After the war, the IAEA warned the Bush Administration to make sure it didn't let these explosives go unguarded, but that's exactly what's happened.
The New York Times reported that the site was still not guarded as of Saturday.
Back in May, according to the Times, the IAEA said, in an internal memo, that terrorists might be helping themselves "to the greatest explosives bonanza in history."
That bonanza consisted of 380 tons of powerful explosives, including the kind of explosives that are used to detonate nuclear weapons.
Dick Cheney has been running around telling people that terrorists may detonate nuclear weapons in our cities. If they ever do so, they might be detonating them with explosives that Bush and Cheney and Rumsfeld were supposed to have safeguarded.
And the damage from the explosives in a nonnuclear attack is hard to exaggerate, as well.
"The bomb that brought down Pan Am Flight 103 over Lockerbie, Scotland, in 1988 used less than a pound of the material of the type stolen" from this site, The New York Times reported.
The site contained enough material for 760,000 bombs of the Lockerbie type!
Because of the slovenliness of the Bush Administration, we are less safe here in the United States, and our soldiers are less safe in Iraq.
"It's like they knocked off the Fort Knox of explosives," Joseph Cirincione told Salon. Cirincione is the director of the Non-Proliferation Project at the Carnegie Endowment for International Peace. He said the failure to safeguard the depot could fuel "thousands and thousands of potential terrorist attacks."

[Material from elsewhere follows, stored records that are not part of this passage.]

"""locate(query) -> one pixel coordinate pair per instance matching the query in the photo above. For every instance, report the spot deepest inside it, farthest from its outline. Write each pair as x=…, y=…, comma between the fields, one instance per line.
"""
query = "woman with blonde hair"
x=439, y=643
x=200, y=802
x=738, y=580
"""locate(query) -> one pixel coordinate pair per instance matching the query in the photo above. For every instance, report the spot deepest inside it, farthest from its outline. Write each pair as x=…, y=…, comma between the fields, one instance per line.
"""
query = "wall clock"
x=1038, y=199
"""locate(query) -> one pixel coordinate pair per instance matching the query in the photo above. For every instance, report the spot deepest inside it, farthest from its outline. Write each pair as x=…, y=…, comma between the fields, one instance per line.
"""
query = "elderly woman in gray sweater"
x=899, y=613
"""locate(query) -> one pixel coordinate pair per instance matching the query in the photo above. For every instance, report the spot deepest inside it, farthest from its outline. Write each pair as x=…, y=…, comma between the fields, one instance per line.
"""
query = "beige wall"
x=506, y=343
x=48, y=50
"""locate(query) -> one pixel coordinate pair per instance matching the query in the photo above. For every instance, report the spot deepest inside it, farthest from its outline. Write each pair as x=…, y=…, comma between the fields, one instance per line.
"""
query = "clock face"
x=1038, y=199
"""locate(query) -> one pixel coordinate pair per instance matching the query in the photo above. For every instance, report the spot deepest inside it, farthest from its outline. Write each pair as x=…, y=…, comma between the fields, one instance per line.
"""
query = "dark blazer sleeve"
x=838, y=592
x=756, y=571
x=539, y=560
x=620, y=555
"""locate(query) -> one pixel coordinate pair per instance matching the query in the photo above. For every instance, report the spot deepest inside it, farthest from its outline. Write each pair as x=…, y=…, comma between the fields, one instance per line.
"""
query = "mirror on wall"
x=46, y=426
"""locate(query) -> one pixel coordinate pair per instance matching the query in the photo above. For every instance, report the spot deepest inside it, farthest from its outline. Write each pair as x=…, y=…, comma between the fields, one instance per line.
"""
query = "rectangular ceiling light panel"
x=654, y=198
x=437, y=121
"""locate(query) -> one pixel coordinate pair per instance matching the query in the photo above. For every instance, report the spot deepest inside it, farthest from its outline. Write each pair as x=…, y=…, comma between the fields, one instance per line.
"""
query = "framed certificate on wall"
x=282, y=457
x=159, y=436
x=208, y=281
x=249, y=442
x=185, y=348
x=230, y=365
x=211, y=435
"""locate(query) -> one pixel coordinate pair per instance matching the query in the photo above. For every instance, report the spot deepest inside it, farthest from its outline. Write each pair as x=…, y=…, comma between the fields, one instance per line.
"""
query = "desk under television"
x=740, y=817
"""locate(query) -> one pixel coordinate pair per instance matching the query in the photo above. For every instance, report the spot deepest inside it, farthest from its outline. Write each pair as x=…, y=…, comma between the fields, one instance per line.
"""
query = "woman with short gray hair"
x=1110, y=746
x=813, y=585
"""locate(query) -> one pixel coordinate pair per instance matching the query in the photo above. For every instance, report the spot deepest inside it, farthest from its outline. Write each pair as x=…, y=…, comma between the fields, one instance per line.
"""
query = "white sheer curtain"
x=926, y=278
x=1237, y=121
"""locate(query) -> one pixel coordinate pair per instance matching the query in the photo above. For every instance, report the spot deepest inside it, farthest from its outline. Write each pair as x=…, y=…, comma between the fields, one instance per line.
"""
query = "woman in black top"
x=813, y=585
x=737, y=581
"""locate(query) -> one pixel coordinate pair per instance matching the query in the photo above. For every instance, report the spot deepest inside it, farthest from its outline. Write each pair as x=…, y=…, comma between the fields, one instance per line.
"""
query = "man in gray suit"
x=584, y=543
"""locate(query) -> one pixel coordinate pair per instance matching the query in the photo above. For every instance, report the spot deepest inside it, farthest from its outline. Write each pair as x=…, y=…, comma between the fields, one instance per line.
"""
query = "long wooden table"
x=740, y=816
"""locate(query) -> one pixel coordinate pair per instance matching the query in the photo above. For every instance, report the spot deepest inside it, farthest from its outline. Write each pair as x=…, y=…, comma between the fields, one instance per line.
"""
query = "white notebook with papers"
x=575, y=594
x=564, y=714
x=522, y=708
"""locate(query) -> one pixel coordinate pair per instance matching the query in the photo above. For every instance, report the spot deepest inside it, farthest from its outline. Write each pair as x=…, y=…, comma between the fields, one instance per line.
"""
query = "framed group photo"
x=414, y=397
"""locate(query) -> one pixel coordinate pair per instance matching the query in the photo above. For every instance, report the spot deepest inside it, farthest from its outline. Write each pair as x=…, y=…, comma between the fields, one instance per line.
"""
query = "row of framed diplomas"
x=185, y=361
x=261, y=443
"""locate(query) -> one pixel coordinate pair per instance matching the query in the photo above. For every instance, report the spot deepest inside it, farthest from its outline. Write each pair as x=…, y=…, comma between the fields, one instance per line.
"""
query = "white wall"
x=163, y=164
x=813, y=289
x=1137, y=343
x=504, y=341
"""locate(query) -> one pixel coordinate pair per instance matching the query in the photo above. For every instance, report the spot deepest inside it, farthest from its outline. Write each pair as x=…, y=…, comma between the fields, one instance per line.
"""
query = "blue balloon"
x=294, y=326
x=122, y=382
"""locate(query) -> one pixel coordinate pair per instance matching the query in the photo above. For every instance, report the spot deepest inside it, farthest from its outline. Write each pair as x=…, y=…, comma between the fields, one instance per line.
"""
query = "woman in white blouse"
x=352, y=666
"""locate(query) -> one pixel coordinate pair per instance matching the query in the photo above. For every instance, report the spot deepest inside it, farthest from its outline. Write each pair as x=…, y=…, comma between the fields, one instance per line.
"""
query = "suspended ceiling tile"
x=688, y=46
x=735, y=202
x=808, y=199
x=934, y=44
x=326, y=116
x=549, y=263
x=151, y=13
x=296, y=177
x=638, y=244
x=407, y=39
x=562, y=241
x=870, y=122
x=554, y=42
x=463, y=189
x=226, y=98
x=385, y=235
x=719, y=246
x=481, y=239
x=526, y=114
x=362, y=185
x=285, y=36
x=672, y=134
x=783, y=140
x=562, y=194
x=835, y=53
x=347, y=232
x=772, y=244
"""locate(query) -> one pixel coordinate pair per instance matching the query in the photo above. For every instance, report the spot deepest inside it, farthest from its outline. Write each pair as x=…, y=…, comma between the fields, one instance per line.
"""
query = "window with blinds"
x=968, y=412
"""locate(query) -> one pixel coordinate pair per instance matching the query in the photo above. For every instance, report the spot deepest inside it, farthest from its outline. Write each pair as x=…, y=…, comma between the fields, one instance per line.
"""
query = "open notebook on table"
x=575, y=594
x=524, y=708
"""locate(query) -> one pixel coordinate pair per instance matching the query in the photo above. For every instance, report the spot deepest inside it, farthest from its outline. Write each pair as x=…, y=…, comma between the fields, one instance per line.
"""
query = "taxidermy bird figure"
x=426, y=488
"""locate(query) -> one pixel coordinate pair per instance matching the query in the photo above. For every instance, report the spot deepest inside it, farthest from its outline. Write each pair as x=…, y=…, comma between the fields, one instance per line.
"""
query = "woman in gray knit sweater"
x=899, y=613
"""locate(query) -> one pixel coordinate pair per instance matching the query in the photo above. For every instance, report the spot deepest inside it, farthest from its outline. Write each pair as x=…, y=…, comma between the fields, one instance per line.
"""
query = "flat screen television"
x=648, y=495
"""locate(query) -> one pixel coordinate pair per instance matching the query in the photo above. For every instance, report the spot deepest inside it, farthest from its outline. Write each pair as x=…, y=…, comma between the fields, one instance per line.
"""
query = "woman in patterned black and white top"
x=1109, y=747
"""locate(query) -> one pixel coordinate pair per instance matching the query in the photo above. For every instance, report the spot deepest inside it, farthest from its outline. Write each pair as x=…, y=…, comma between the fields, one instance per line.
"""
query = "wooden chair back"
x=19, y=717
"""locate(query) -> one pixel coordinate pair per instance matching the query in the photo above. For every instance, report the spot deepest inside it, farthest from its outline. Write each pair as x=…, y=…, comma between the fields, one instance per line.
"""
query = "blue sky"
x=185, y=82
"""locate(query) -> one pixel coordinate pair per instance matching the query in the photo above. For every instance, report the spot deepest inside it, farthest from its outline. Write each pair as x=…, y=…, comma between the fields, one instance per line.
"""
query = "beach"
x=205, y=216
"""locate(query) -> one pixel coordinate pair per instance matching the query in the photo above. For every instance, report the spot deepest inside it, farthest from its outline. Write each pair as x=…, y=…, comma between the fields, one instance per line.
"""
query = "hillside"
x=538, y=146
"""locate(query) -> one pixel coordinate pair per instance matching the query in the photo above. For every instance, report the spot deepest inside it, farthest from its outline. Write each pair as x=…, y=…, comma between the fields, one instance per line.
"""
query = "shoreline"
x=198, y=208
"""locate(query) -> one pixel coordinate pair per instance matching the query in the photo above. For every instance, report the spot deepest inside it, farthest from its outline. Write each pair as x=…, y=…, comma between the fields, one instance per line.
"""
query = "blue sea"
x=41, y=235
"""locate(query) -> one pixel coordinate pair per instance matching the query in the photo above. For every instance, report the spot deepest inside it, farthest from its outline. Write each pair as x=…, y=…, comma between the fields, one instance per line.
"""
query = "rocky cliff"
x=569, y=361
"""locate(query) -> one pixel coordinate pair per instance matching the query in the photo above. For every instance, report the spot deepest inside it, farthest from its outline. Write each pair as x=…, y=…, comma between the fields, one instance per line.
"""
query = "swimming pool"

This is one of the costs of waging war on the cheap, which was Donald Rumsfeld's brilliant idea.
It is also a consequence of hubris. "This is not incompetence as much as it is arrogance," said Cirincione.
And it is the by-product of the Bush Administration's disdain for the United Nations. "This is where the ideology of the Administration has really hurt U.S. national security," Cirincione said. "They wanted to make a point that they didn't need international inspections or the help of international authorities. . . . They rebuffed repeated IAEA requests to come in and help account for and secure the nuclear materials. Now we're suffering the price."
Rumsfeld infamously said, about the raiding of the Iraqi National Museum, that "stuff happens."
A lot of stuff has been happening under his watch, and under Cheney's, and under Bush's.
They'll have a lot of explaining to do when the stuff hits the fan.